About app-brokenness: if an app sets up the audio in *that* crazy way like Audacious, it's just an application bug to be fixed there.
Comment 78 Artem S. Tashkinov 2010-08-11 11:07:59 UTC
(In reply to comment #77)
> 
> About app-brokenness: if an app sets up the audio in *that* crazy way like
> Audacious, it's just an application bug to be fixed there.

I know you are a busy person, so can you at least tell me what's wrong with audacious ALSA output plug-in, so that I could report this bug to its developers. ALSA output plug-in code can be seen online:

http://hg.atheme.org/audacious-plugins/audacious-plugins/file/cd6114b7955d/src/alsa

or downloaded as a part of of http://distfiles.atheme.org/audacious-plugins-2.4-rc1.tgz archive.

Thank you.
Comment 79 Jaroslav Kysela 2010-08-11 11:41:44 UTC
(In reply to comment #77)
> Well, I'm against to set period_size=256 as unconditional default.  Such a
> high
> value is needed only for crappy hardware that don't give IRQs property.  On
> most hardware, it's no problem as is now.

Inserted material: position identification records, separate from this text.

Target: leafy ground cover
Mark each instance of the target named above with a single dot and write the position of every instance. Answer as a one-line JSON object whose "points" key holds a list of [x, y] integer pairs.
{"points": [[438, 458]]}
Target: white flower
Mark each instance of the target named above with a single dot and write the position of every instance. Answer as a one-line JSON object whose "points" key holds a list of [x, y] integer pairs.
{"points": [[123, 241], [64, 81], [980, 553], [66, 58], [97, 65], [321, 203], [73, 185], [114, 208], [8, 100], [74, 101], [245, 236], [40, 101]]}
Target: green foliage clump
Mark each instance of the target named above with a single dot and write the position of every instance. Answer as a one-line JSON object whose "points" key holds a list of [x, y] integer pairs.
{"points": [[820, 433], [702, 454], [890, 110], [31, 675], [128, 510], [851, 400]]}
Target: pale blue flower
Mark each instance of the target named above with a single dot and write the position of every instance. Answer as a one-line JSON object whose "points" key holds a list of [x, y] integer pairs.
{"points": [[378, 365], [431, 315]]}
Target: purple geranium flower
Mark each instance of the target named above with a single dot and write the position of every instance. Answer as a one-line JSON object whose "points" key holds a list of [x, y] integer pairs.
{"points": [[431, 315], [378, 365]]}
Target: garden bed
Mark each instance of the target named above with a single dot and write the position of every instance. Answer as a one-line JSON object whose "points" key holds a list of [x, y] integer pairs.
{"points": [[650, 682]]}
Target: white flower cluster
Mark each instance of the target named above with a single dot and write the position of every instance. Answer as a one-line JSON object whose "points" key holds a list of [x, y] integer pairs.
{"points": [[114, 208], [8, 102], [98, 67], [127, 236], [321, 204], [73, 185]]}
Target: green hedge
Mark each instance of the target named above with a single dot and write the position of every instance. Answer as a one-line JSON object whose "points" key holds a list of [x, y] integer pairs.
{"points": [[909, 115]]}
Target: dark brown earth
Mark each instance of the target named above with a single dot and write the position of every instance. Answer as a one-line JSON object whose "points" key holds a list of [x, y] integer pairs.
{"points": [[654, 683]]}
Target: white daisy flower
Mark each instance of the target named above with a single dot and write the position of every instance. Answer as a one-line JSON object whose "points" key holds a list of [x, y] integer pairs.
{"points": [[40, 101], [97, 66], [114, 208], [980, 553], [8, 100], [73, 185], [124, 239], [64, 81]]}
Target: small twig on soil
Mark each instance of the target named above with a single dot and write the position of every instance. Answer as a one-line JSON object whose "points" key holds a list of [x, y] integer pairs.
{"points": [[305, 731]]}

Note that 256 bytes for standard usage (44kHz, 16-bit samples, stereo) means interrupt latency for 64 frames -> 0.0015 seconds which is enough for all applications.

I think that we can put 256 as default and add a module parameter to allow user modifications.

> The old driver "worked" in earlier versions because it didn't check the
> condition strictly.  Most apps don't care about it, but apps like PulseAudio
> pretty rely on the accuracy of PCM runtime status, so the new code was
> introduced after 2.6.33 to rule out the wrong conditions.

Agreed.

> About app-brokenness: if an app sets up the audio in *that* crazy way like
> Audacious, it's just an application bug to be fixed there.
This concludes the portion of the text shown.